It was last Saturday when it hit me that my entire life has been framed by violence.
I don’t remember being born on Jan. 28, 2000, and I don’t remember being a year and a half old when 9/11 happened. I don’t remember the panic of my mother as she stepped outside our house in Washington and smelled the smoke of the burning Pentagon. I don’t remember her knowing I would grow up in a changed world.
But I remember other things. I remember being 7 years old and seeing adults who were sad, angry, shocked after something terrible happened at Virginia Tech. I remember not knowing why. I remember the lockdown drills at my elementary school, the helpful signs in every classroom telling us where to hide in case of a “Code Blue,” which meant active shooter. (I remember we were told that having all the kids in one corner, a misguided protocol no longer followed, was the best means of protection.)

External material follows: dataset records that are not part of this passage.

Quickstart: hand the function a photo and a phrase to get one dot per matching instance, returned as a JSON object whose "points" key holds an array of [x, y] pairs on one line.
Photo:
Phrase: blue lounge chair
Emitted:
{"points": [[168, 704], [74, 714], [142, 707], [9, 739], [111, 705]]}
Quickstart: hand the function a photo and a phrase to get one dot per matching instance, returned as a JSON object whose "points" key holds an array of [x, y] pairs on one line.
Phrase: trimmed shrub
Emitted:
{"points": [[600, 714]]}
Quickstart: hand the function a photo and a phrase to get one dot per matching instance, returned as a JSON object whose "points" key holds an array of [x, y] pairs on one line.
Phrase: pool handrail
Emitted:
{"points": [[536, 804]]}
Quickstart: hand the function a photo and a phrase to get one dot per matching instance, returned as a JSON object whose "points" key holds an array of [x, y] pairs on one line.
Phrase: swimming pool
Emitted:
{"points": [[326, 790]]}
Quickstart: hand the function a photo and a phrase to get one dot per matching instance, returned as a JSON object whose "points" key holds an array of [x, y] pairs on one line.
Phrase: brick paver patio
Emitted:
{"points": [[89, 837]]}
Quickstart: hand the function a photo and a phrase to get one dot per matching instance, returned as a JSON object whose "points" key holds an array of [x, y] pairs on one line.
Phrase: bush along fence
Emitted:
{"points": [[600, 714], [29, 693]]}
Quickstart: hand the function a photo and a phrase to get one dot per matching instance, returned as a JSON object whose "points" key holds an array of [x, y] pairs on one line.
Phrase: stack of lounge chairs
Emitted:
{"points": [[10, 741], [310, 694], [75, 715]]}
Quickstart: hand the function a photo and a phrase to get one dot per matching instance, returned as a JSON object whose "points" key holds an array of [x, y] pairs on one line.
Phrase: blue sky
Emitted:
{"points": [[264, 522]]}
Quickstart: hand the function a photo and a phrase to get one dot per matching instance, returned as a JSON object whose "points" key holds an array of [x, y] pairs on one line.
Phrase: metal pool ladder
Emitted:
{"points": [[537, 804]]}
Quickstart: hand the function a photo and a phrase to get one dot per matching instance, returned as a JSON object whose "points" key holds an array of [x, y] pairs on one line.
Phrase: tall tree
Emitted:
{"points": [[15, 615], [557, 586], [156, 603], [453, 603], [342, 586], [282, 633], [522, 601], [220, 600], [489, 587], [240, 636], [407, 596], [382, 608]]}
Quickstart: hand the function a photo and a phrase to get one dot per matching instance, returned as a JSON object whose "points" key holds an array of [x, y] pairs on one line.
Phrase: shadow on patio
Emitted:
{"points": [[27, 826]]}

I remember being in seventh grade, and I remember my teacher looking up from her computer, pale, and running out of the room without a word during a quiz. I remember her walking back in, tears streaking her face, as she told us there had been a shooting in Newtown, Conn., where her grandchildren lived. I remember her telling us they were all right, and I remember thinking of my little brother in his second-grade classroom and feeling my stomach churn.
I remember walking into my high school the day after the Orlando nightclub shooting and seeing one of my gay friends sitting limply in a chair, eyes hollow. I remember sobbing. Often, I remember sobbing. I remember friends’ tears a year later, after the shooting in Las Vegas, and I remember feeling angry that I wasn’t crying. I remember Parkland the most clearly. I remember the silence. No one talked about it the morning after. No teachers mentioned it. I remember bringing it up at lunch but receiving only passing responses. I remember talking to my friend Max about how odd it was that no one said anything. I remember him gathering our friends to organize a walkout. I remember walking out, and I remember the silence of the crowd of students standing outside in the March cold. I remember the crackle of the megaphone we used as we read one name of one victim every minute. I remember those 17 minutes. I remember marching, once, then twice, and again and again.
I remember going with two friends last Friday to a Shabbat service in the spare room of a local Methodist church, sponsored by my college’s Jewish organization Hillel. I remember my friend Lucy leading the prayers, with her singing and playing guitar, and I remember my valiant attempts to sing along using the transliterations below the Hebrew in the books they’d handed out. I remember getting kosher dinner with them afterward as they explained to me how and why kosher food was a thing. I remember them describing the different kinds of Judaism they all came from.
I remember waking up on Saturday morning and seeing the news on my phone. I remember the sadness, shock, anger. I remember the haunting thought that the shooter might have gone to our service instead, or could go to the next one. I remember a stream of dripping wax burning my finger at the vigil I attended. I remember the look in my Jewish friends’ eyes.
And it was then that I remembered everything at once. I remembered all the violence looming around me, and my friends, and my entire generation. I remembered that for anyone born near the year 2000, this is all we’ve ever known.
I remember filling out my absentee ballot a few weeks ago. I remember voting, hoping that weeks, years, decades from now I’d be able to remember that we changed.